Brigitte Askonas

Brigitte " Ita " Alice Askonas ( born April 1, 1923 in Vienna, † 9 January 2013) was a British immunologist born in Austria, which was primarily concerned with the formation of antibodies and cellular immunology.

Life

Brigitte Askonas studied biochemistry at McGill University (Bachelor in 1944, Master in 1946, where it operated biochemical research in psychiatry ) and was in 1949 at Cambridge University, where she received her doctorate in 1952 with Malcolm Dixon (via muscle enzymes). She was from 1952 a scientist at the UK's National Institute for Medical Research in Mill Hill in London, first in the biochemistry department and with its founding in 1957 in the Department of Immunology under its first director, John Humphrey. 1976 to 1988 she was head of immunology in Mill Hill. In addition, it was 1961/62 in a sabbatical year at Harvard University ( Department of Microbiology at Mahlon Hoagland ), 1971/72 at the newly founded Institute for Immunology in Basel, 1989-1994 Visiting Professor at St Mary 's Hospital Medical School. From 1995 she was a visiting professor at Imperial College, where she is a Fellow since 2000. Since 1989 it is connected in Oxford with the group of Molecular Immunology, Institute of Molecular Medicine at the John Radcliffe Hospital.

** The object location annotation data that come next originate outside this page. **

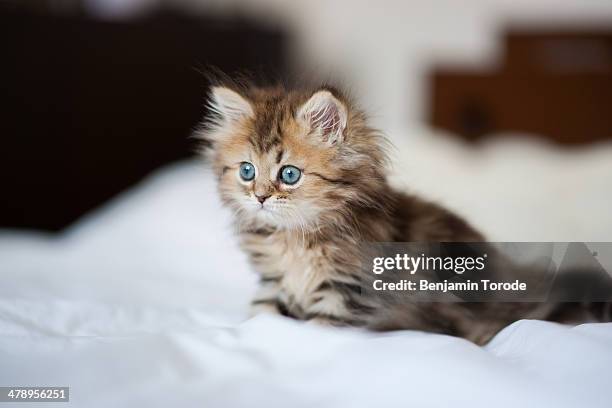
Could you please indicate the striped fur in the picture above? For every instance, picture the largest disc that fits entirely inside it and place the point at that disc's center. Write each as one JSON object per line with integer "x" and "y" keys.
{"x": 304, "y": 241}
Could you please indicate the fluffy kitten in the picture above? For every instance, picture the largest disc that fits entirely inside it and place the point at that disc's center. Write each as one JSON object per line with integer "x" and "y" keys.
{"x": 305, "y": 176}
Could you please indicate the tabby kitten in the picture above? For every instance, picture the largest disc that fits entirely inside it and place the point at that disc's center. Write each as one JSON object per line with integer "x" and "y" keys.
{"x": 305, "y": 175}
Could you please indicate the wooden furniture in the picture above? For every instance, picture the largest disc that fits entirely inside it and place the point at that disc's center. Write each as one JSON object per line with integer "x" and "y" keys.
{"x": 554, "y": 84}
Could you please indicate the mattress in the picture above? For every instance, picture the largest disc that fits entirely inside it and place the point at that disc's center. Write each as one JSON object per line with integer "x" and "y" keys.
{"x": 144, "y": 301}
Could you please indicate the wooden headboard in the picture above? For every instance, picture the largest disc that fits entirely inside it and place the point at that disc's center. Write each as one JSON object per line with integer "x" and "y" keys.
{"x": 90, "y": 107}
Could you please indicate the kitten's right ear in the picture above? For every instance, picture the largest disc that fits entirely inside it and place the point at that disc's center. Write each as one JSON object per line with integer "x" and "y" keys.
{"x": 228, "y": 105}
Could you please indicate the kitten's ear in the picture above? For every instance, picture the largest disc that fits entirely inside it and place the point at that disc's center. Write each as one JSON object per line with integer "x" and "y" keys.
{"x": 229, "y": 105}
{"x": 325, "y": 115}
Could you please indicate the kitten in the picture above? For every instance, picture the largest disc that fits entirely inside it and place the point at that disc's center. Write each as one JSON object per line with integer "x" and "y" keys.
{"x": 305, "y": 175}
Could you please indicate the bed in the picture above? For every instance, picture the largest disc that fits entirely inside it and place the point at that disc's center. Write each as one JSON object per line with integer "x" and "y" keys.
{"x": 143, "y": 302}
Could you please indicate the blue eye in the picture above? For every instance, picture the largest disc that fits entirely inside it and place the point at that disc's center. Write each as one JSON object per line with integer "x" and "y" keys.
{"x": 290, "y": 174}
{"x": 247, "y": 171}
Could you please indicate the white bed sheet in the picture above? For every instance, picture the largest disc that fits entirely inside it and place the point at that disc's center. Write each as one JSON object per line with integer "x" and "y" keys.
{"x": 143, "y": 302}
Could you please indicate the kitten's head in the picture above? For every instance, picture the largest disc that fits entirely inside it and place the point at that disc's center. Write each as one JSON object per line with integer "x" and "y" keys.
{"x": 291, "y": 159}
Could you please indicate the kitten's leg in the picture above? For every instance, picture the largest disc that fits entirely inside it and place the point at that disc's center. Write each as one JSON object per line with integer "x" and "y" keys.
{"x": 338, "y": 304}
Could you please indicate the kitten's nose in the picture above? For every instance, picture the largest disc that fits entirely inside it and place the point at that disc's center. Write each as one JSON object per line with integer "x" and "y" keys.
{"x": 262, "y": 198}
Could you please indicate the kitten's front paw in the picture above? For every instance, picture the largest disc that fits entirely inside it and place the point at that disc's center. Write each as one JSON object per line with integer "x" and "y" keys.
{"x": 325, "y": 321}
{"x": 263, "y": 307}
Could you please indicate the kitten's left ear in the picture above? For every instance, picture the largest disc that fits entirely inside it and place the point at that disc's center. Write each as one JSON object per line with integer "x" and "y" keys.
{"x": 325, "y": 115}
{"x": 229, "y": 105}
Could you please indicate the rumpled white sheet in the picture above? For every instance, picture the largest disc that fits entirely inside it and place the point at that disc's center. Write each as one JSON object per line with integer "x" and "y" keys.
{"x": 143, "y": 303}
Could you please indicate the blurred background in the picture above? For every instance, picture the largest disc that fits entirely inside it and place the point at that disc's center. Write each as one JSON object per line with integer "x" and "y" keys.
{"x": 500, "y": 109}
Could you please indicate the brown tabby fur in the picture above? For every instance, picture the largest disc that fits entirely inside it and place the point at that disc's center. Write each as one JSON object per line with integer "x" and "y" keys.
{"x": 306, "y": 245}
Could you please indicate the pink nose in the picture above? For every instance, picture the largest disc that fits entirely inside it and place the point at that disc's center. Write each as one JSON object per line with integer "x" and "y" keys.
{"x": 261, "y": 199}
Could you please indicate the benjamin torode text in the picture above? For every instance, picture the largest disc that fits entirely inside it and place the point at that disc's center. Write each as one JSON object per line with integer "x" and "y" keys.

1957 she succeeded in the cloning of B cells in vivo. It dealt mainly with the later mechanism, such as T- cell antigens can be recognized. She has worked not only with the typical experimental antigens of virology, but also with real pathogens. They fully realized the killer T cells recognize regardless of the subtype of the virus of influenza virus -infected host cells. This also has implications for the development of new vaccines that were previously based on antibodies, all of which are specific for certain subtypes of influenza virus. They also examined how trypanosomes suppress the immune system response.

It was in this context, one of the first, the cloned T cells, and thus pioneered as before in the cloning of B cells.

Among her students and post - doctoral students in Mill Hill include Michael Bevan, Andrew McMichael, Emil Unanue. Influenced you in 1971 in Basel and later Nobel laureate Susumu Tonegawa, who was still inexperienced in immunology.

She was a Fellow of the Royal Society (1973 ), whose vice president she was 1989/90, and a foreign member of the National Academy of Sciences (2007). In 2007 she received the Robert Koch Medal, 1973 Feldberg Foundation Prize. In 1994 she became an honorary member of the German Society of Immunology, 1988, the British Society of Immunology, 1989, the French Society of Immunology and 1977, the American Society of Immunology. In 1987 she became an honorary doctorate from McGill University and from 1982 to 1987 she was an honorary professorship at the University of Warwick. She was Honorary Fellow of the Cambridge colleges New Hall and Girton. 1998 she was a Founding Fellow of the Academy of Medical Sciences.

She also worked in various committees of WHO, among others, long years in the immunology of leprosy.

For the Biographical Memoirs of the National Academy of Sciences, she wrote several biographical obituaries from immunologists ( Niels Kaj Jerne, César Milstein, John Herbert Humphrey ).